Now that spring is coming, things are starting to shoot and the spindleberry is joining in with new buds breaking along the stems, including the thick main trunk.

A very light prune has begun the reshaping and all should be well this year once the weather warms, days lengthen and the new leaves unfold.

Weekend catch-up

THE first of the dahlia tubers can be planted up this weekend. They may look unpromising but once put into pots of compost and watered new shoots will soon pop through in their search for light.

This year I’m going to add some single varieties to the mix; they will attract the pollinating insects that ignore the cactus and anemone types I usually choose.

There will still be a place for these, the flowers are too tempting to give up entirely but it is a good idea to try to increase the number of flowers that can support insect life.

Newly potted up dahlia tubers need to be kept in a light, frost-free place to grow until the weather warms up in April or May. By then they should be a good size and can be slowly hardened off outside and put into their flowering position in late May or early June when the danger of frost has gone.

Gardening TV and radio

Sunday

8am, BBC Radio Humberside.

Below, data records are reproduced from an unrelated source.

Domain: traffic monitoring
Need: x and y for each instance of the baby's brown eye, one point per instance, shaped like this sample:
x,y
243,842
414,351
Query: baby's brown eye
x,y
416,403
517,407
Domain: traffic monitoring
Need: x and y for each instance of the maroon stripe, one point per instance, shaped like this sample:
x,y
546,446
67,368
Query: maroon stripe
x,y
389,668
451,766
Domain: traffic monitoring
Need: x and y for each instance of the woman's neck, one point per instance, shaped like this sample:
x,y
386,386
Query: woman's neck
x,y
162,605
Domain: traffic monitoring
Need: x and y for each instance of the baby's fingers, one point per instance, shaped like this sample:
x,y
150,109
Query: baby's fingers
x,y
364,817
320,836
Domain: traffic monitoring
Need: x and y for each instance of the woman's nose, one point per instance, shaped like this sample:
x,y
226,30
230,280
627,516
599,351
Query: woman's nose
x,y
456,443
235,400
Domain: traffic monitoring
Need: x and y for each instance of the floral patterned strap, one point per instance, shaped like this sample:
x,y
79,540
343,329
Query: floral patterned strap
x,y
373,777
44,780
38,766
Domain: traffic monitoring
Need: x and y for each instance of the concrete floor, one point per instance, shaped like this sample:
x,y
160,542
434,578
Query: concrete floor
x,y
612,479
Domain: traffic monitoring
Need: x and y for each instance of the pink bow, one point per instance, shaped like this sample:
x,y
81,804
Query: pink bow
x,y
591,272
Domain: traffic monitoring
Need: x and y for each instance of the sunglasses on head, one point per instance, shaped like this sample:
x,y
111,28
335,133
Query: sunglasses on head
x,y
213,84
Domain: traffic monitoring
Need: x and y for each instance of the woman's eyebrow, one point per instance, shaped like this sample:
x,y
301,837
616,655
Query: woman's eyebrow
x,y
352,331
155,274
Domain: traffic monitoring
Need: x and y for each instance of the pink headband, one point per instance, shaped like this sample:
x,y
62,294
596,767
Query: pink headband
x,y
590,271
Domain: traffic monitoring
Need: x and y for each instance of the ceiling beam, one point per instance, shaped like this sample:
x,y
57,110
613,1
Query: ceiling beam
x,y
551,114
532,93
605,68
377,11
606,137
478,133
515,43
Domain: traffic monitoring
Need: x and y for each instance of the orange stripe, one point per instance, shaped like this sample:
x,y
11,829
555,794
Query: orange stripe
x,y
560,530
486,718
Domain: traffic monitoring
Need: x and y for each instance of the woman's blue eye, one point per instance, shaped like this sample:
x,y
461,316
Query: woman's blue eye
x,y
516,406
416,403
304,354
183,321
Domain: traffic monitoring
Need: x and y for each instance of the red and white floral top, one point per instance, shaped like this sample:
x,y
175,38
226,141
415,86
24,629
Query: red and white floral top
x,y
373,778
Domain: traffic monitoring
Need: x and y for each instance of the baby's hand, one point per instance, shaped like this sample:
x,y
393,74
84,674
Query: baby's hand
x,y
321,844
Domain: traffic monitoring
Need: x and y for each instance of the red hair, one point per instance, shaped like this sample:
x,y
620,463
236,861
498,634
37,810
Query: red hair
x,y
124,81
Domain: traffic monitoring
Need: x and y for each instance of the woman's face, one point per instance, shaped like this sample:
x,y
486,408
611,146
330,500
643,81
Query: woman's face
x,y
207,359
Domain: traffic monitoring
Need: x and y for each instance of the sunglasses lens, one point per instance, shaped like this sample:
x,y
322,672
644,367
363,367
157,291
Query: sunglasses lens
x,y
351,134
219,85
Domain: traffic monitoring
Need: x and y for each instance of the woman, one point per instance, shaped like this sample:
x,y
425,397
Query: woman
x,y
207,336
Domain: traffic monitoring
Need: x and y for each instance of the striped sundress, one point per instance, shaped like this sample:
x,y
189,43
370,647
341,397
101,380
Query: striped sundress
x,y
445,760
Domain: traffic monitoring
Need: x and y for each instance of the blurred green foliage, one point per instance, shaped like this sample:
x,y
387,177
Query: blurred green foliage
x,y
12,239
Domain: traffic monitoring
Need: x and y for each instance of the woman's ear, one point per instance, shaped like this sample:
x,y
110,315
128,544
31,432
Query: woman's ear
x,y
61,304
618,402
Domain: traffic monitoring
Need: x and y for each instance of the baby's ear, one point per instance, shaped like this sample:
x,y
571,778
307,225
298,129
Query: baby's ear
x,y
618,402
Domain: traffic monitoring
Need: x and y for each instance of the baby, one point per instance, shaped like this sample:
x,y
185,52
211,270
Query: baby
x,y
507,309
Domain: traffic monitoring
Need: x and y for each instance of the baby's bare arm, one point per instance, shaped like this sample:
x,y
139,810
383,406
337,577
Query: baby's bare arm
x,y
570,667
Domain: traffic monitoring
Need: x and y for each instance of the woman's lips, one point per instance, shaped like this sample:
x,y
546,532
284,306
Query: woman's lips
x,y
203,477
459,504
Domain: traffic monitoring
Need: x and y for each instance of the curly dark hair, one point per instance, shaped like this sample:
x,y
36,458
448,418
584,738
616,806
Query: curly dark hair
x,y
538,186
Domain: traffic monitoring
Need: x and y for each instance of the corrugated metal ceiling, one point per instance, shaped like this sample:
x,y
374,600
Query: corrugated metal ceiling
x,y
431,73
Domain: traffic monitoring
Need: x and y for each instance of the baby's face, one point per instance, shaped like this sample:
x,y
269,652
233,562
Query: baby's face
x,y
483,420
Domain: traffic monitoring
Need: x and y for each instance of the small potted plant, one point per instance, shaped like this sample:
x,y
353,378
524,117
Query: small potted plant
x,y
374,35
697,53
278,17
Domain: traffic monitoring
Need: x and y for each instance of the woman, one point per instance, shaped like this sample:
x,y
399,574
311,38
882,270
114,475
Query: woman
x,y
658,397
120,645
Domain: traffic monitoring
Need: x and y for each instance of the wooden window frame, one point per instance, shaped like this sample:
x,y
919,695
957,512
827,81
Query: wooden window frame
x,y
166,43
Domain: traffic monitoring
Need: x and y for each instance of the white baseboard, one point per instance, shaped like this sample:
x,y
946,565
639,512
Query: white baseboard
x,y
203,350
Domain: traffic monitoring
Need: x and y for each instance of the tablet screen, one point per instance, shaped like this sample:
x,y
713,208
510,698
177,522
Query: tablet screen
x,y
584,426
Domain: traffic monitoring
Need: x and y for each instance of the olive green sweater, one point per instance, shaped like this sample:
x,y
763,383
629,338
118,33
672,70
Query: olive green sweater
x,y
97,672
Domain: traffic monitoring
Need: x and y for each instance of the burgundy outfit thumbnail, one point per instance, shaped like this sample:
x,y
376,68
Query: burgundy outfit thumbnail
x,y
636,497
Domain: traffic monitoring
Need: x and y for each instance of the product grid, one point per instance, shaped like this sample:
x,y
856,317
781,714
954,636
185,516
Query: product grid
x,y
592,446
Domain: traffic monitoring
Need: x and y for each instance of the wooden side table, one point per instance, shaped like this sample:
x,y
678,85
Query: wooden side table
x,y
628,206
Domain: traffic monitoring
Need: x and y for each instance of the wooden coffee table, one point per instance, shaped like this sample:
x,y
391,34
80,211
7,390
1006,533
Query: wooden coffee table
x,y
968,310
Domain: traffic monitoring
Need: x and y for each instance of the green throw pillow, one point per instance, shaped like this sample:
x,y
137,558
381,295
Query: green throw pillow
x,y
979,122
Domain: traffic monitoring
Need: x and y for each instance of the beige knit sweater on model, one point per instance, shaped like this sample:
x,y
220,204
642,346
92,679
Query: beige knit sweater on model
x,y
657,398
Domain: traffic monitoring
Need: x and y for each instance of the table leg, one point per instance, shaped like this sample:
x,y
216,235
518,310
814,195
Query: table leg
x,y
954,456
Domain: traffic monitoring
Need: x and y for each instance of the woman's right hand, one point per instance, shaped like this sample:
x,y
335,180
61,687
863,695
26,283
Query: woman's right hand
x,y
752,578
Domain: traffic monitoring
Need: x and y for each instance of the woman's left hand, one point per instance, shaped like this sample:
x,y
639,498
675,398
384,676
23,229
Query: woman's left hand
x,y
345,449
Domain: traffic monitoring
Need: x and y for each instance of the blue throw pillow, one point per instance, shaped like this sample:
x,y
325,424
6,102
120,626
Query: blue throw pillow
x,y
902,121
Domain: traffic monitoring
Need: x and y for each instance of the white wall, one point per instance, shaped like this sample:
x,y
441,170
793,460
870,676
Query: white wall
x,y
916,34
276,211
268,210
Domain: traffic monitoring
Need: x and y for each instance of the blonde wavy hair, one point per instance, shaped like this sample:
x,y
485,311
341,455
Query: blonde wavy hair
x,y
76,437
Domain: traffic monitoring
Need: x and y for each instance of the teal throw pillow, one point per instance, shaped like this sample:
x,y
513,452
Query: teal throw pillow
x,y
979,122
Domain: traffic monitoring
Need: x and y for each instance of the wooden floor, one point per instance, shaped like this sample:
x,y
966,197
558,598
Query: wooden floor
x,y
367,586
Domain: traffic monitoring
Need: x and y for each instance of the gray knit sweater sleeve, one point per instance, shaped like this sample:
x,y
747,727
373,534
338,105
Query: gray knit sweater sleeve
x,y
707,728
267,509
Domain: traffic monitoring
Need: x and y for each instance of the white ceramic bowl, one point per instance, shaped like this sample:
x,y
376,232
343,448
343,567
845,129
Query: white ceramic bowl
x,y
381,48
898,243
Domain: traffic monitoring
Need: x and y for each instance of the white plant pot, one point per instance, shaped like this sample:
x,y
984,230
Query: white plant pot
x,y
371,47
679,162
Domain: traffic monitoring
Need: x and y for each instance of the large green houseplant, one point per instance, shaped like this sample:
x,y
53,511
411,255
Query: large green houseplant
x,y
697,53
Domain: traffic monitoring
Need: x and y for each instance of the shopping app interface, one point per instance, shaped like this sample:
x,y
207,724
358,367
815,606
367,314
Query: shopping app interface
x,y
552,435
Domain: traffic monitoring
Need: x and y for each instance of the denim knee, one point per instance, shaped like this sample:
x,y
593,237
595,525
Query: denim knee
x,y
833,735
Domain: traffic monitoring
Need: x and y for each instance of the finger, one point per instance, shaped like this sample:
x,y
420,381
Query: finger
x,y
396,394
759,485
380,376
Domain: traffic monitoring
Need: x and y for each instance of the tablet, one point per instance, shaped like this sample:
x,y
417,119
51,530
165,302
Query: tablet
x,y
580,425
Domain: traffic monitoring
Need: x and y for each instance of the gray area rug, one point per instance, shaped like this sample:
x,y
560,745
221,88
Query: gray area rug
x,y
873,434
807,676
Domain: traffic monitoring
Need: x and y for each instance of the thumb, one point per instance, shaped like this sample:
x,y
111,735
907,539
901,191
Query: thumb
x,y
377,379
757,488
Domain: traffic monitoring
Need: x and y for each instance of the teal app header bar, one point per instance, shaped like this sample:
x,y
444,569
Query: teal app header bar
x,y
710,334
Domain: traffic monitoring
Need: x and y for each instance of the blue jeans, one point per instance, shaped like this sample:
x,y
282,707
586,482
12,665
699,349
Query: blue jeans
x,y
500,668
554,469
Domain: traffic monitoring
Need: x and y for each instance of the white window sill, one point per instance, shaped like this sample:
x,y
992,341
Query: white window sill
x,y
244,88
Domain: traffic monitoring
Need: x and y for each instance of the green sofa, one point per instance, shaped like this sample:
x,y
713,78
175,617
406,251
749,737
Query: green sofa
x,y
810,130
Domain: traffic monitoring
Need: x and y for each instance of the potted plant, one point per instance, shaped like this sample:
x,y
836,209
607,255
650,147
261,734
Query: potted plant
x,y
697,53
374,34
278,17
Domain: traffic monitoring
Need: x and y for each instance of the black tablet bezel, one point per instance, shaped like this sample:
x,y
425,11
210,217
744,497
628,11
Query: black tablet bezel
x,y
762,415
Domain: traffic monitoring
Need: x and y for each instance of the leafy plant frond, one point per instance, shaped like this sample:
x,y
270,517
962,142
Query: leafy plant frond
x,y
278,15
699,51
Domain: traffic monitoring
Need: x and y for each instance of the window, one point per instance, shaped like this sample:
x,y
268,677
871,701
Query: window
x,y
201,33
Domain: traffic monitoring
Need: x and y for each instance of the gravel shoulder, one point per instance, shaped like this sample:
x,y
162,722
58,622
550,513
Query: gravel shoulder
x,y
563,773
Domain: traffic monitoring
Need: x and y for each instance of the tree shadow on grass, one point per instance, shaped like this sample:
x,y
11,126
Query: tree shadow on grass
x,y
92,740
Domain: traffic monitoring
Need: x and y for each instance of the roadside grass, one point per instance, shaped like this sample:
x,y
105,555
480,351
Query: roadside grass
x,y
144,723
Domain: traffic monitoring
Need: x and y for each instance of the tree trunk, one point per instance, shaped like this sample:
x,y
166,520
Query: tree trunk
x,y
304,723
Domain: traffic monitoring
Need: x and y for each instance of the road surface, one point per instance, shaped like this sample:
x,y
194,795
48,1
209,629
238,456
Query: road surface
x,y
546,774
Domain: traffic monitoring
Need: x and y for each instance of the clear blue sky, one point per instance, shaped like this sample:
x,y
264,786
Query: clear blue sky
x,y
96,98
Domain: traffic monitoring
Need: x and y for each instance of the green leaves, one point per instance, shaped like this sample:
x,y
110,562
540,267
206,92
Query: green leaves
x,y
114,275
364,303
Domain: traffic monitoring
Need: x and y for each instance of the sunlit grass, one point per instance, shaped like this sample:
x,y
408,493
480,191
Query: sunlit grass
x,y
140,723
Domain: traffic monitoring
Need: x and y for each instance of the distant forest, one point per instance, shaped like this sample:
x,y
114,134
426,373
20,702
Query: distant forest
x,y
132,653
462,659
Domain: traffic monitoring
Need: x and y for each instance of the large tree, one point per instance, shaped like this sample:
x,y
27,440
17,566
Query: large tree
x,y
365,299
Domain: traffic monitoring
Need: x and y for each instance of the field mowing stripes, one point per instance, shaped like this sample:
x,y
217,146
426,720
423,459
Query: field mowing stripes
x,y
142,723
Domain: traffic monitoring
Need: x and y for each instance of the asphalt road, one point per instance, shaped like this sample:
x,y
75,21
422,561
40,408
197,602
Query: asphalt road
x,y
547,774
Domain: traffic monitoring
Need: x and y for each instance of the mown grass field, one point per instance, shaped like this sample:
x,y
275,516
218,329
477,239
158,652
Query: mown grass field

The Great Outdoors. With Blair Jacobs and Doug Stewart.

9am, BBC Radio Leeds, Tim Crowther and Joe Maiden.

2pm, BBC R4, Gardeners’ Question Time. Chairman Eric Robson is joined by experts Bunny Guinness, Anne Swithinbank and Matthew Wilson to answer questions from gardeners in Saltash, Cornwall.

Friday

3pm, BBC R4, Gardeners’ Question Time. Chris Beardshaw, Matthew Biggs, Pippa Greenwood and chairman Peter Gibbs advise gardeners from Haynes.

Saturday, March 3

7am, BBC Radio York, Julia Booth. Presenter Julia and gardening expert Nigel Harrison hold their weekly plant surgery.